We sit in silence for some time. I really want James to come and find me. The owner of the poodle appears along the edge of the sea and the dog dashes into the water to meet him.
“I was fourteen when she left.”
He is going to tell me something. Something he’s not said before.
“She used to fight everyone—”
I look at him in surprise.
“I mean people who were nasty to me. She would go into the school and see my teachers, the headmaster, the children who were bullying me, their parents. She never gave in, she made them sort things out. I think she might have beaten up the children herself if they weren’t punished properly.”
I look at him and he’s crying again. “I didn’t know you were bullied,” I say.
“Well … They used to call me Simple Simon, didn’t they? I couldn’t do things as quickly as them.”
“Oh, Martin.” I want to give him a hug and tell him that he’s a brilliant lorry driver, and the best brother in the world.
“So why did she do all that and then leave me behind when she went, as if she couldn’t care less about us?”
“I don’t know.”
“One day, she just wasn’t there any more. I remember the date: July 21st, the first day of the school holidays. We got up for breakfast and there wasn’t any. We looked everywhere for her. We thought she might be shopping, or gone for a walk, or out in the garden. Back in bed.”
I could see the boys searching for her, running out into the garden, opening cupboards, looking under the beds.
“We called her. We thought she was playing a game. ‘We give in,’ we shouted. ‘You can come out now.’ But she didn’t come out. She never came out, ever again.”
Where was I in the middle of this search? Asleep in my cot, or running around on my little toddler legs, calling “Mummy, Mummy”?
“Then Dad came back and told us about the car crash.”
I watch the water of the rain piercing the water of the sea. Gulls swoop down, balance on the surface and ride the waves. They rise and fall with nonchalant expertise, unthreatened by the hostile weather. The day, the sky, the sea are grey, but there is a vigour to the greyness here on the beach. It is not cold and lifeless, it’s rich and multi-layered.
I imagine myself
awake at night, listening for Henry’s breathing, because I know that this is what mothers do. The love that children never hear. Did she do that for me?
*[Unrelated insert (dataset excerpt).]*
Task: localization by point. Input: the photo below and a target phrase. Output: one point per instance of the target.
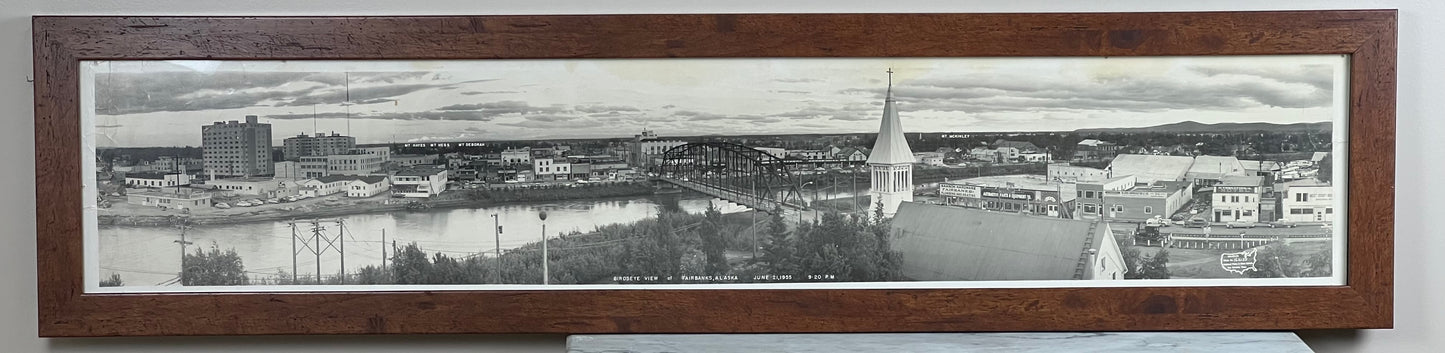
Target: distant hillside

Do I know about it in some secret inner part, or did I lose it somewhere in the thousands of nights between then and now?
“Why did she do it?” says Martin, with a catch in his voice. “How could she leave her own children?”
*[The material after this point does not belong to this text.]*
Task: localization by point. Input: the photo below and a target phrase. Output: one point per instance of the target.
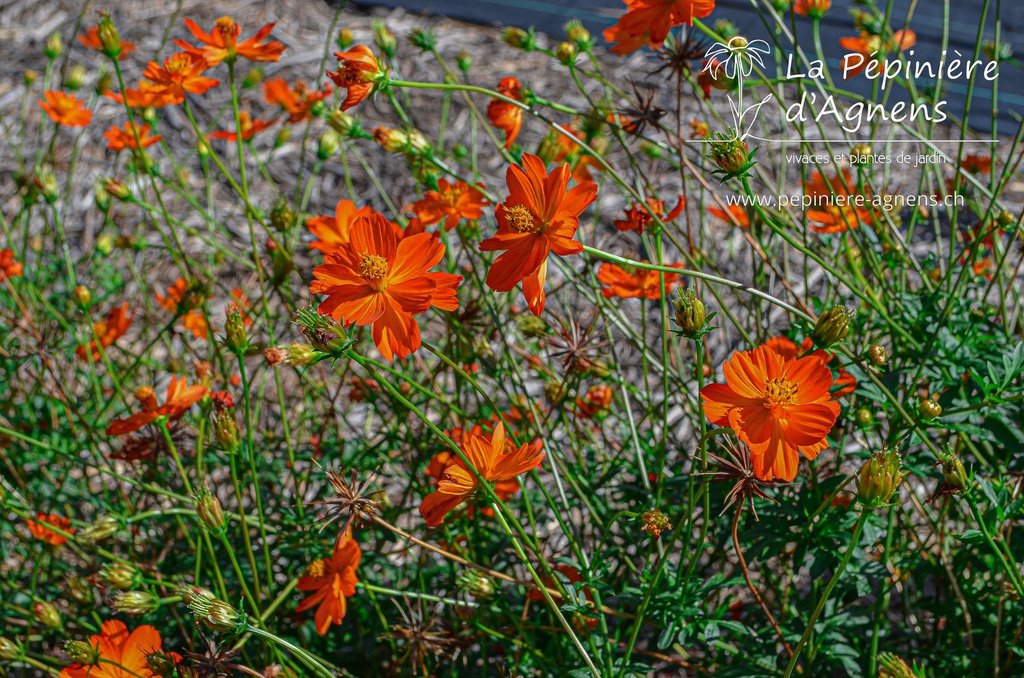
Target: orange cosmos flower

“I don’t know.” To leave Henry would have been so inconceivable that I can’t think myself into the role. Margaret left five children. Inconceivable five times over.
“If it is her,” he says, “I hate her.”
“Kitty!”
And here comes James, finally, a bit later than acceptable. He stumbles awkwardly over the shingle, stopping to look and shout at regular intervals. “Kitty! Where are you?”
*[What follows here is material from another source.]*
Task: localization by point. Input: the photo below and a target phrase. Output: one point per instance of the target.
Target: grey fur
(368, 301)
“Over here,” I shout, but my voice gets caught up and lost in the wind.
He stops and turns round, looking in all directions. I stand up and wave to him, my clothes wet and cold against me, my hair sticky and salty round my face.
James sees me and immediately changes course. He moves determinedly towards me and I stay standing. I want him to hold me for a bit when we meet.
“You took your time,” I say.
James is obliging. He puts his arms round me and holds me tightly. “Kitty,” he says gently and pats me rhythmically on the back.
Martin stands up next to us. He doesn’t speak. He half smiles, then looks away at the sea.
A woman walks past us, fiercely pounding across the stones. She looks like Granny’s friend from the funeral, but I’m not sure, so I watch her carefully. She won’t meet my eyes. She strides on with her head down, so I don’t find out if it’s her or not.
The three of us climb the stone steps back up to the road. It is quieter now, further from the sea. My pink dress is dark enough to be red and sticks to me uncomfortably. I wonder if it’s transparent.
“Have I missed anything?” I ask James. “Has she explained anything?”
“There’s a lot of arguing going on, but as far as I can make out she had some kind of breakdown. She says she didn’t know what she was doing.”